40.13    Birds—birds—: see 5.19.19.

40.17    light lights in air: see 8.43.2, 8.48.22, 8.104.10, also 12.136.29 and 18.393.35.

40.18    liveforever: see note at 1.4.29.

40.27    Two voices: see 6.24.20.

41.6      Bum pump a-dumb: LZ seems to have picked up this from a 22 Sept. 1929 letter from WCW, who uses this phrase for “dump” meaning the hopeless situation in which they live (WCW/LZ 37).

41.8      clavicembalo: It., a harpsichord; see 4.13.19, 5.18.5, 7.42.4 and 8.105.6.

41.11    O Saviour: from Bach, St. Matthew Passion; see 2.8.18 and text of chorus at 1.1.3.

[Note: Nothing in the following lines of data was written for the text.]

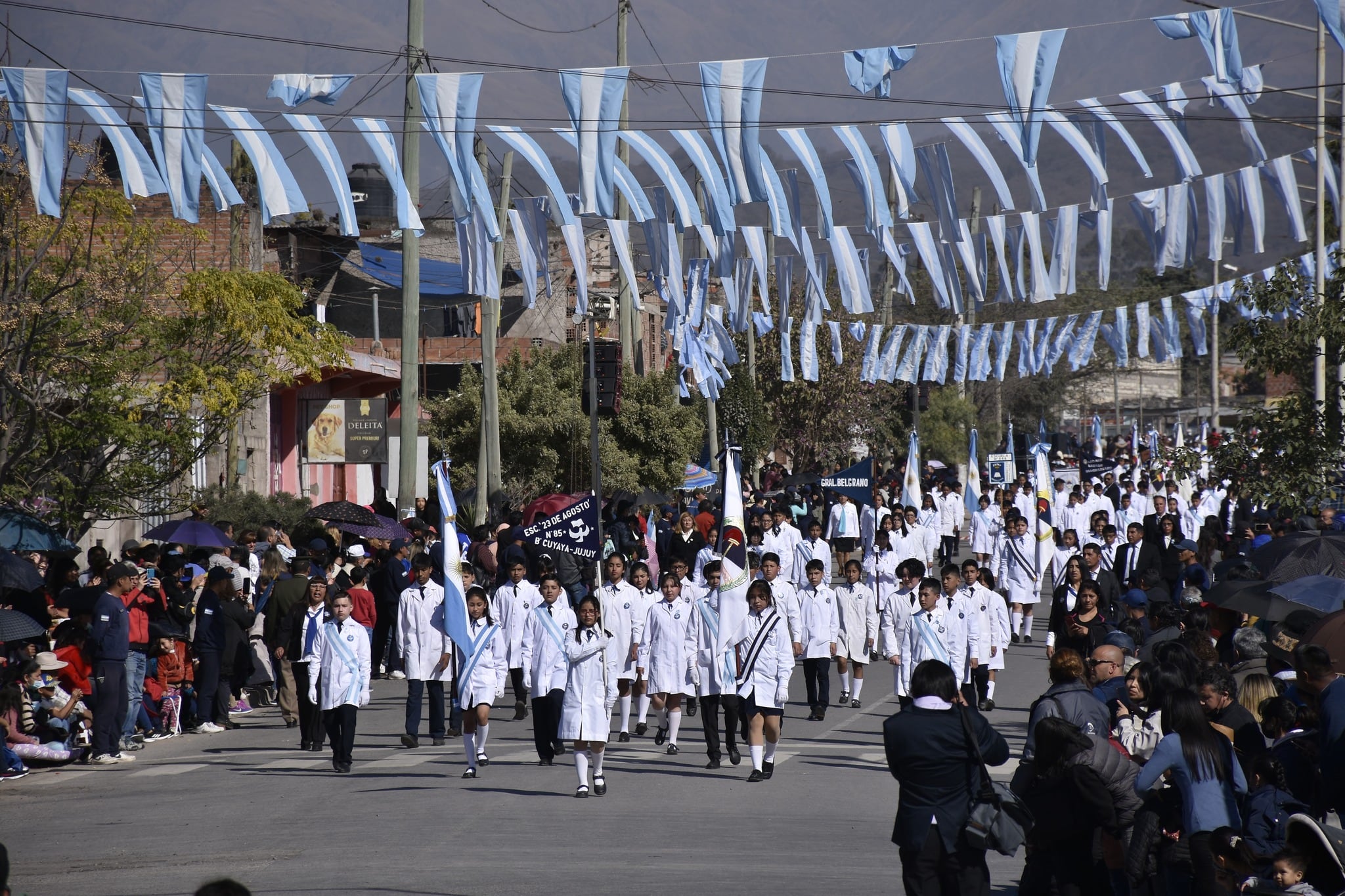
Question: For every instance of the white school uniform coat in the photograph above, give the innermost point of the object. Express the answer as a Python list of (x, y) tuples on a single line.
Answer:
[(782, 544), (663, 648), (513, 603), (1020, 576), (712, 672), (486, 681), (544, 660), (821, 621), (590, 687), (420, 633), (786, 599), (768, 679), (843, 522), (623, 617), (810, 550), (929, 636), (341, 654), (858, 614)]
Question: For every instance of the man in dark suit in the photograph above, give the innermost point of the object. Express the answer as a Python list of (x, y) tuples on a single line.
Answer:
[(1134, 557), (930, 757)]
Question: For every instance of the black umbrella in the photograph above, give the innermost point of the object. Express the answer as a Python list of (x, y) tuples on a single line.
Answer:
[(18, 574), (1308, 554), (18, 626), (343, 512)]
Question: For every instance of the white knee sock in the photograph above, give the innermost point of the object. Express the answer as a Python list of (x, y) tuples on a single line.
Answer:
[(470, 747)]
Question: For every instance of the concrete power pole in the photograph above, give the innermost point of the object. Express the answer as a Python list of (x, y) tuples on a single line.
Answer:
[(631, 352), (408, 471)]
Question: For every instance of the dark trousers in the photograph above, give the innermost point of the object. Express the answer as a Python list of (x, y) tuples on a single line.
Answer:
[(817, 676), (109, 706), (414, 691), (341, 730), (384, 628), (310, 714), (546, 721), (516, 679), (711, 721), (933, 871), (211, 689)]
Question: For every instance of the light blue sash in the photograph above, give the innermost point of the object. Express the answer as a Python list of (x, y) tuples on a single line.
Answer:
[(479, 647), (549, 624), (331, 634)]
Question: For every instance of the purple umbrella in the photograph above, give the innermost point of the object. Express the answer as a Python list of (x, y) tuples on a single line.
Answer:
[(194, 532)]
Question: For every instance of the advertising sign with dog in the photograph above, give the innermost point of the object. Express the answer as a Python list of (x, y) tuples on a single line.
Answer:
[(349, 430)]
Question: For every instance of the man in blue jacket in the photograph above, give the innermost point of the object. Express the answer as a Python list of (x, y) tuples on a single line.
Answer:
[(109, 644)]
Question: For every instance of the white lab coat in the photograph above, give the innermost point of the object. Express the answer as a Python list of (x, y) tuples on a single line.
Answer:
[(786, 599), (544, 661), (663, 648), (844, 522), (821, 621), (768, 679), (513, 603), (487, 677), (340, 679), (858, 616), (623, 616), (810, 550), (712, 672), (420, 633), (590, 687)]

41.19    Then I, Singing, It is not the sea / But what floats over…: see 2.7.29. Various other details in this stanza echo those in “A”-2: “Sea of horses” (2.7.2), “Green, and leaf on leaf” (2.7.7), “liveforever” (2.7.8 & 19).

41.22    Mary!: see 6.21.4, 30.17, 36.22.

41.24    liveforever: see 40.18 and note at 1.4.29.

42.3      Ricky: LZ’s friend Richard Chambers, for whom he wrote “A”-3 as an elegy; see 3.9.3.

42.4      Clavicembalo: see note at 41.8.

42.3      Shimaunu-San: from the poetry of Yehoash (see note at 4.14.18); see 4.13.27.

42.9      the Glass / Broken: originally echoed the unrevised version of 3.10.21: “Wish I / The Glass had been broken!” (see Textual Notes).

42.11    for the fun of it: see 2.8.17.

42.12    (Open, O fierce flaming pit!): from Bach, St. Matthew Passion; see 1.5.29.

42.14    we want a meal: cf. 1.5.13.

42.14    different techniques: see headnote above.

42.15    Two ways, my two voices: see 6.24.20, where LZ distinguishes two voices in introducing his definition of “an objective,” subsequently incorporated into “An Objective” (Prep+ 12, 119). However, originally this echoed the unrevised version of what is now 5.18.2-3: “And I: / I shall continue one song / Tho’ its sound go to ways, / My two voices” (see Textual Notes).

42.15    Offal and what / The imagination: originally this echoed the unrevised version of 5.17.9: “Offal (I’m kiddin’ sure) / Offal-and-What, the imagination” (see Textual Notes).